Water snakes tend to stay close to the water; sometimes they will climb into trees and rest on branches, quickly dropping down into the water below if they are disturbed. They do most of their hunting in the water.

As mentioned, water snakes are non-venomous, and their bite poses little or no threat to humans. That said, the saliva of some species does contain enzymes that can have venom-like effects on their prey.

Cottonmouth Vs. Water Snake: How to Tell the Difference

Cottonmouths and water snakes are often confused since they both swim and sometimes have similar coloring. But cottonmouths are venomous and water snakes are not; therefore, it’s important that you learn to tell the difference between them–especially if you have both kinds of snakes living in your area.

Let’s talk about some of the best ways to tell cottonmouths apart from water snakes:

  • Head shape: Cottonmouths tend to have a large, blocky, triangular-shaped head. On the other hand, most water snakes have a smaller, smoother, more rounded head.
  • Eyes: Cottonmouths have classic pit viper eyes; they have narrow, slit-like pupils and slanted brows that make them look like they have a built-in frown. Meanwhile, water snakes have round pupils and no distinctive brow ridge.
  • Body thickness: Cottonmouths have a thick, stocky appearance relative to their length. Water snakes are generally longer and thinner, with a more slender, streamlined appearance.
  • Pits: Cottonmouths are pit vipers, so they have the classic heat-sensing pits between their eyes and nostrils. Water snakes belong to a different family of snakes, so they don’t have these pits. Of course, if you’re close enough to spot the pits on a snake’s face, you’re close enough to get bit; it’s best to retreat to a safe distance immediately.

Check out this video to learn more about telling cottonmouths apart from other water snakes:

Is a Cottonmouth and a Copperhead the Same Snake?

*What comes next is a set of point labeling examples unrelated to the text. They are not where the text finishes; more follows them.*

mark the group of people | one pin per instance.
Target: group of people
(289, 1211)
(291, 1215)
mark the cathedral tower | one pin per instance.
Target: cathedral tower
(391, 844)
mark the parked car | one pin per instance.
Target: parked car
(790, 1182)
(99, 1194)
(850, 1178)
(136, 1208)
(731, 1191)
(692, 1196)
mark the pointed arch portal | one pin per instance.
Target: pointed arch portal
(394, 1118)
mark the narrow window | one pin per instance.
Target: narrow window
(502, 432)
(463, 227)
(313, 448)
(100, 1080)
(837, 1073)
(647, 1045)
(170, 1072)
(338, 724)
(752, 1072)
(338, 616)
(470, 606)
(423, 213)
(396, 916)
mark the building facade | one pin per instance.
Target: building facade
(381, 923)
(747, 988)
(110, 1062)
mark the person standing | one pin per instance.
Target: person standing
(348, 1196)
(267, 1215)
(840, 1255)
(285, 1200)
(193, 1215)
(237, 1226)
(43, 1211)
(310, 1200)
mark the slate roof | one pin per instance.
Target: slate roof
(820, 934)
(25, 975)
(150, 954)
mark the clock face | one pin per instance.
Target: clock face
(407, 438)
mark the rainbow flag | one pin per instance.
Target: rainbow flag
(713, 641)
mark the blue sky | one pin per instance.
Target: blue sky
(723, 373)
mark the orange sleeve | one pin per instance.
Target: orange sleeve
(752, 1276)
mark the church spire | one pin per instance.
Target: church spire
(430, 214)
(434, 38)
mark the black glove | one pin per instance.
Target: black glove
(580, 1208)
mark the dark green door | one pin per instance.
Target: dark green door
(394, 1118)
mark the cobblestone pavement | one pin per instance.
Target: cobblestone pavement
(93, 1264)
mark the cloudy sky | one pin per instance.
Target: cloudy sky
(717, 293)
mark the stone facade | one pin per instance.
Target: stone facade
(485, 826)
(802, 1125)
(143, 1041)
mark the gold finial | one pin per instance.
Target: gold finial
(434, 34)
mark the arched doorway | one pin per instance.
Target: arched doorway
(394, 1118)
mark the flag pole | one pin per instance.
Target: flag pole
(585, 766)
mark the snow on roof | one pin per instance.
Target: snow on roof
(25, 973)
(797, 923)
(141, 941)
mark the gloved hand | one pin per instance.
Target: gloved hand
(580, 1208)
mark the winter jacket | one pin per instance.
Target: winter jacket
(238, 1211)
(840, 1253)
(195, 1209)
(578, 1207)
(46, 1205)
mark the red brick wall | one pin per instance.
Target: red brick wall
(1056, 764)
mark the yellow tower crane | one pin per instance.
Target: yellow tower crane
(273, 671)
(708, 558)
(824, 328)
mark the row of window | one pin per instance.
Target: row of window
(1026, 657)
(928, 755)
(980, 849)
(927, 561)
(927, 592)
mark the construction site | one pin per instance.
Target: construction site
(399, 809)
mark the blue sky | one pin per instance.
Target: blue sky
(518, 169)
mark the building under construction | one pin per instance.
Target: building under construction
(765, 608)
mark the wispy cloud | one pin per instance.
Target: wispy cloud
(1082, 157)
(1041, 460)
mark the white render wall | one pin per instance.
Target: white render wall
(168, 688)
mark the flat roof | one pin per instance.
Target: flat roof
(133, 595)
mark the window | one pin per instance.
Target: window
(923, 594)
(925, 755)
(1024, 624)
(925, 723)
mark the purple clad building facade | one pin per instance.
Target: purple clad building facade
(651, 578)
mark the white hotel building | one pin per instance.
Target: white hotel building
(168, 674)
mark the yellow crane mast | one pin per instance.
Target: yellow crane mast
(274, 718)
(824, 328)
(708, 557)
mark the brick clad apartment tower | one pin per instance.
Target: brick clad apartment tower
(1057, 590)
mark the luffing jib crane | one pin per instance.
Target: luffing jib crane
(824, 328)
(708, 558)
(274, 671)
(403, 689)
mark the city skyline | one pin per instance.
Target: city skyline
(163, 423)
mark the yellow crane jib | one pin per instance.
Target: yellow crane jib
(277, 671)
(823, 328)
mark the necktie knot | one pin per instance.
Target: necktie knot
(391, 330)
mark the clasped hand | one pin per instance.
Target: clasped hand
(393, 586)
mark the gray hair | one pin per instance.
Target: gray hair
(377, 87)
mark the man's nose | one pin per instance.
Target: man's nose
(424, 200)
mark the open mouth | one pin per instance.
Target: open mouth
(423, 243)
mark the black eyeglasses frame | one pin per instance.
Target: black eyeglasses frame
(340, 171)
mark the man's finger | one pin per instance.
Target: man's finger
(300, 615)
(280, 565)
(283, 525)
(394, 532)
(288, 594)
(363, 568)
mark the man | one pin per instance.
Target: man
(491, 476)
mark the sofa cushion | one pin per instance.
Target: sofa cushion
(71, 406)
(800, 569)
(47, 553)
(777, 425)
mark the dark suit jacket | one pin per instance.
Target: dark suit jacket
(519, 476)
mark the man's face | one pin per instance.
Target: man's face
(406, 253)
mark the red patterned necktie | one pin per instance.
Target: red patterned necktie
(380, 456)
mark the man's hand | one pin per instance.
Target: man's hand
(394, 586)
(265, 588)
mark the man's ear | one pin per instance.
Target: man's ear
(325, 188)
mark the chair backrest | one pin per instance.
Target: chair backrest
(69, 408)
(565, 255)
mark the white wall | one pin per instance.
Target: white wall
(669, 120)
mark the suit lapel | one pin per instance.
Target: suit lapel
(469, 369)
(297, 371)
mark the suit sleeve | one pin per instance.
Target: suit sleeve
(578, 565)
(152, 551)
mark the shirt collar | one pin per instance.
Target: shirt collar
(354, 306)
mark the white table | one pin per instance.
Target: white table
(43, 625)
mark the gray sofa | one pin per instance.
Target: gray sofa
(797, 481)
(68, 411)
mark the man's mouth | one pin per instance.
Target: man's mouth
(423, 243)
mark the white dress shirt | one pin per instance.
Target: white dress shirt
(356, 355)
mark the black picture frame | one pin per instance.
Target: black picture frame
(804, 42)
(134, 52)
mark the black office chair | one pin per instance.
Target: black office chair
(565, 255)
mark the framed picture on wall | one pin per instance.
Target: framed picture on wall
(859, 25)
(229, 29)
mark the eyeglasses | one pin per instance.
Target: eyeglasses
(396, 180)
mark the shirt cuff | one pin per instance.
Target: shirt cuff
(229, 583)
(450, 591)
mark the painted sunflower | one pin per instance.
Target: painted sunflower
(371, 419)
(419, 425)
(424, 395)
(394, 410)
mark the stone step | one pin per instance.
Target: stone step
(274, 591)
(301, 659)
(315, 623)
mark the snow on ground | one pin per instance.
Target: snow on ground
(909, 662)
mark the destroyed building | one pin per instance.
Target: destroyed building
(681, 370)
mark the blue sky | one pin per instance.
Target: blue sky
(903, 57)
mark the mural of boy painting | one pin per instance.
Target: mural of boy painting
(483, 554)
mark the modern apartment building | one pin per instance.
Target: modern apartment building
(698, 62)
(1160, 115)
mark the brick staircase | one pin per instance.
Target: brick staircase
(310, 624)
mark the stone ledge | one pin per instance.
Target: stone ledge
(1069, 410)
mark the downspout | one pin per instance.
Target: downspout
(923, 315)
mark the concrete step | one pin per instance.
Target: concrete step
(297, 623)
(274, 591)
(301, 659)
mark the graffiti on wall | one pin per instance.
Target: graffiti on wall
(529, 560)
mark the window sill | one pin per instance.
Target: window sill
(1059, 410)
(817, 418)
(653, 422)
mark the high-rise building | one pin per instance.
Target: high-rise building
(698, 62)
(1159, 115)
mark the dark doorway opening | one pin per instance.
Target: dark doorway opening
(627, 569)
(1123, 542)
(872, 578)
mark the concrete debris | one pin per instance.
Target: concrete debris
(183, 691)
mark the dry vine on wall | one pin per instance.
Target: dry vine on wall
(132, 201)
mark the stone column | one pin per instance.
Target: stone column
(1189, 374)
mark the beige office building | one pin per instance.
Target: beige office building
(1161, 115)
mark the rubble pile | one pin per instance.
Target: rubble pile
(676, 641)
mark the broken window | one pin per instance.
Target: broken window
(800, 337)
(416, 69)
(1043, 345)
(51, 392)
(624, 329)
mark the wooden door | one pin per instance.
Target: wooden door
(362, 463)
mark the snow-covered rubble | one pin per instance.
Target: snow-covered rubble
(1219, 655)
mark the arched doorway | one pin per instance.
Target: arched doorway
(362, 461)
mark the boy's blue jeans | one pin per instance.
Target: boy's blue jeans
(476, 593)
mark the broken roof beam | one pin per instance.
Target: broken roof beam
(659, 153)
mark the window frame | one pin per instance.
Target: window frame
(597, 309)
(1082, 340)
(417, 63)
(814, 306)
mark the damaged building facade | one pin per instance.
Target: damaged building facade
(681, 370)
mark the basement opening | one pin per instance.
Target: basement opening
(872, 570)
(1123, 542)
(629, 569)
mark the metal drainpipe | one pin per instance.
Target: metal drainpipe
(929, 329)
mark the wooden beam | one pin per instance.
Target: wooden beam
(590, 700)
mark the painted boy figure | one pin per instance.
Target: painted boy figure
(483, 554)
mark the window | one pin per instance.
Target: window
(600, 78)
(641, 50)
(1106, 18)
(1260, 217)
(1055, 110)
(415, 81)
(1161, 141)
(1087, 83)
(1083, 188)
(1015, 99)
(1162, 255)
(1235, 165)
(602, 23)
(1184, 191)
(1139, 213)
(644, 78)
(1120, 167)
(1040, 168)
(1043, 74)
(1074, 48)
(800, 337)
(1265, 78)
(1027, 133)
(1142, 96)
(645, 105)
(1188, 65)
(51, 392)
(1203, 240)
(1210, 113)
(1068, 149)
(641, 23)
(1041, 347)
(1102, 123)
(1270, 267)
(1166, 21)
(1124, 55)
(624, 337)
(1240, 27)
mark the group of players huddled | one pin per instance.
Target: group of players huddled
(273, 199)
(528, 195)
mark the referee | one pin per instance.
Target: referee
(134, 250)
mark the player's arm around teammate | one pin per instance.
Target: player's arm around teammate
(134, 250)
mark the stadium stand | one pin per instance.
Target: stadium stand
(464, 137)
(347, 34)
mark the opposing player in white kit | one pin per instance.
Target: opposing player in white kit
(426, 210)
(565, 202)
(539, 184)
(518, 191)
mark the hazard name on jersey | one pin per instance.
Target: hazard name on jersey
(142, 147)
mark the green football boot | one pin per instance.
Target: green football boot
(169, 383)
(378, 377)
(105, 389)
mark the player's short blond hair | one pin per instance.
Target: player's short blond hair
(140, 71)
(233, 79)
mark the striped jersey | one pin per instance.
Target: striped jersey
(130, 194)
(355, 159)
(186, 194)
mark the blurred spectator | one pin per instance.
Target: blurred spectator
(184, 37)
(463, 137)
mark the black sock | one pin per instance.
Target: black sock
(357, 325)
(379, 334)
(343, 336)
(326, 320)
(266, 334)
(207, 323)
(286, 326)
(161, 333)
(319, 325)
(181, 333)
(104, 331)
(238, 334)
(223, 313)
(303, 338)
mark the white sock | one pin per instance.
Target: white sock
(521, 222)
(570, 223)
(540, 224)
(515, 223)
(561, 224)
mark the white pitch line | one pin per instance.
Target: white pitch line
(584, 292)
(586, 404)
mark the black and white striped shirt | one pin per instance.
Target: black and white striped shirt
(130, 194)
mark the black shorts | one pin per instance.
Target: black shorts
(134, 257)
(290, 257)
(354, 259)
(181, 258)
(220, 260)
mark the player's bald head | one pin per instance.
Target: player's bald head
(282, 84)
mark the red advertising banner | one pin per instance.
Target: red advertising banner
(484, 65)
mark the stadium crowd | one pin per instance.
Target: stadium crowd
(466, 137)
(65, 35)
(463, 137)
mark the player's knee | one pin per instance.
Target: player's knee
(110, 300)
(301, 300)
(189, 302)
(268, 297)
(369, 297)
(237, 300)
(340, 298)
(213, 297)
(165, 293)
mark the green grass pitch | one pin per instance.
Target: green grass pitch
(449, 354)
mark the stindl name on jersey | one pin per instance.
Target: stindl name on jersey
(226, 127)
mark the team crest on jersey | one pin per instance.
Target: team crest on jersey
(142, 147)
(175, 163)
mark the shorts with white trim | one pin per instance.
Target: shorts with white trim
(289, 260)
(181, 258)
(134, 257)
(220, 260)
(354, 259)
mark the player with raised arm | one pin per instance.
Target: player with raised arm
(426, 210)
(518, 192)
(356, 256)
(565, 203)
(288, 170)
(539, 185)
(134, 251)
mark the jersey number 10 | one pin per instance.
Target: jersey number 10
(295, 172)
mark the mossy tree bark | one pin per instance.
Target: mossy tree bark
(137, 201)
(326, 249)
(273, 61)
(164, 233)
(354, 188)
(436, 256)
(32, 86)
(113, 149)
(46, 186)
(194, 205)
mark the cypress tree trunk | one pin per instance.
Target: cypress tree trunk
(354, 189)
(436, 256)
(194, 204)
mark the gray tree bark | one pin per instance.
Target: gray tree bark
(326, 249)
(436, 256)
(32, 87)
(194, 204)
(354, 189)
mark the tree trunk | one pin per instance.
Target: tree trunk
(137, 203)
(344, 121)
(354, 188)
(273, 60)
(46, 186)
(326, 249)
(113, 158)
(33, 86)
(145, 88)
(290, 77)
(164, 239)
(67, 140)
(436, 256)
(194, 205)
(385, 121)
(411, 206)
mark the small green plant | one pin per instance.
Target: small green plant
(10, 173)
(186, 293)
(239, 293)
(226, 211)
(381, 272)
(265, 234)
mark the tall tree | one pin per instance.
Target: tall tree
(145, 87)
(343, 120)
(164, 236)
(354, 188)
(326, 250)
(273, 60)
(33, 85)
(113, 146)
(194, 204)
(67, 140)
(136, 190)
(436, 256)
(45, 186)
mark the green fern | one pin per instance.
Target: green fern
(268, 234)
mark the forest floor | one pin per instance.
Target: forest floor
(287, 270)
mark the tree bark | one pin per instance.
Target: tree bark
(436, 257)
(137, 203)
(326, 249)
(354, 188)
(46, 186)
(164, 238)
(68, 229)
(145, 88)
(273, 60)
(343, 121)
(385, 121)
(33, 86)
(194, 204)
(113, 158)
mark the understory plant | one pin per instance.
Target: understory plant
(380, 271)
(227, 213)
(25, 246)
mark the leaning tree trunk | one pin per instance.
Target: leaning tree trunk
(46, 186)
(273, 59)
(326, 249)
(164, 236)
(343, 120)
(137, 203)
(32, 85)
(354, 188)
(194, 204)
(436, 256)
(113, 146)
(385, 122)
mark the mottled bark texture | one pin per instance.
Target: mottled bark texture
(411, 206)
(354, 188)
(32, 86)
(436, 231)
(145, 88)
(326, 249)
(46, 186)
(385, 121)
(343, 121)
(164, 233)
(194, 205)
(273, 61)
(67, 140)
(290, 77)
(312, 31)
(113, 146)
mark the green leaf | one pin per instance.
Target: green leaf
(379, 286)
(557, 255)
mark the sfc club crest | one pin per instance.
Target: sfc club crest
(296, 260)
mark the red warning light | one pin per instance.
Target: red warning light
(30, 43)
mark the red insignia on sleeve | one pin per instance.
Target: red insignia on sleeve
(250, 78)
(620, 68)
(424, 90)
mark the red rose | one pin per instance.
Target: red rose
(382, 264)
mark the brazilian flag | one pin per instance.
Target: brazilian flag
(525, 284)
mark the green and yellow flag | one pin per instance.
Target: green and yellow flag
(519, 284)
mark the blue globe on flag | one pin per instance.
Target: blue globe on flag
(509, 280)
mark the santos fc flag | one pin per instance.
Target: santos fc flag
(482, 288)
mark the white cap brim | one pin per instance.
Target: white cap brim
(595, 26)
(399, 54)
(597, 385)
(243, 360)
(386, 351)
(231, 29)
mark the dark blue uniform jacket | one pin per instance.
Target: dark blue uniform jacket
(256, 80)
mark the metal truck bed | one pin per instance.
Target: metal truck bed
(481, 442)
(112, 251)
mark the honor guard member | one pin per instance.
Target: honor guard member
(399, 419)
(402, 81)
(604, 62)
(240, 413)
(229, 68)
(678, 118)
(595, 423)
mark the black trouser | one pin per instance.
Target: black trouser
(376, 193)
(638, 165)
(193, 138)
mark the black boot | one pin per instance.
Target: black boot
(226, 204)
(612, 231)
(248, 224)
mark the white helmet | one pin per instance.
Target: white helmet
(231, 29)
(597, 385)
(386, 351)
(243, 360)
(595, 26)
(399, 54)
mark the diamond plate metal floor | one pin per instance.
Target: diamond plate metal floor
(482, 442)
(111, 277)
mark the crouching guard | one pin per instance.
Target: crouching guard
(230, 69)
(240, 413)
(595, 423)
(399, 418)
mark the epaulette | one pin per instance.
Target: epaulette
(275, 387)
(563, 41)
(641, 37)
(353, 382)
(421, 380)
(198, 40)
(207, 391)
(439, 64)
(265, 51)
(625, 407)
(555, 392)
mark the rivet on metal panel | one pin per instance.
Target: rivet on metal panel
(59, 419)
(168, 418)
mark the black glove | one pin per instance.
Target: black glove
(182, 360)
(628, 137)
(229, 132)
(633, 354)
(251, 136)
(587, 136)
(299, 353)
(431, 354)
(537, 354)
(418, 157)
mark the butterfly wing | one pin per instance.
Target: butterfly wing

Another snake commonly confused with the cottonmouth is the copperhead. Perhaps this is because they have similar sounding names and tend to be found in many of the same regions.

They are both pit vipers, and as such, they are both venomous. However, cottonmouths and copperheads are two different kinds of snakes

Copperheads tend to be lighter in color than cottonmouths, and they have a distinctive dark brown hourglass pattern on their back. As the name suggests, they usually have a copper-colored head.

Like cottonmouth juveniles, young copperheads also have bright yellow tails that fade as they mature.

Copperheads are land-dwelling snakes; though they may be found living near water sources, they don’t spend a lot of time in the water.

Though copperheads are venomous, cottonmouths are considered to have the more dangerous venom. That said, if you are bit by either snake, you should get to the hospital immediately to receive proper medical treatment.


Cottonmouths and water snakes both live near the water and are both excellent swimmers; what’s more, they are both found throughout much of the U.S. southeast. Learning to tell these two snakes apart is important since cottonmouths are venomous and water snakes are not.

1 thought on “How To Tell A Cottonmouth From A Water Snake?”

  1. You’ve got this paragraph: “Cottonmouths come in different sizes depending on their species; some only grow a foot or two long, while others can grow up to 5 feet long. They are generally long, slender snakes with a ridge along their back.”

    I’m wondering if you’ve conflated the two snakes in this paragraph. Cottonmouths are NOT long and slender; they’re thick-bodied.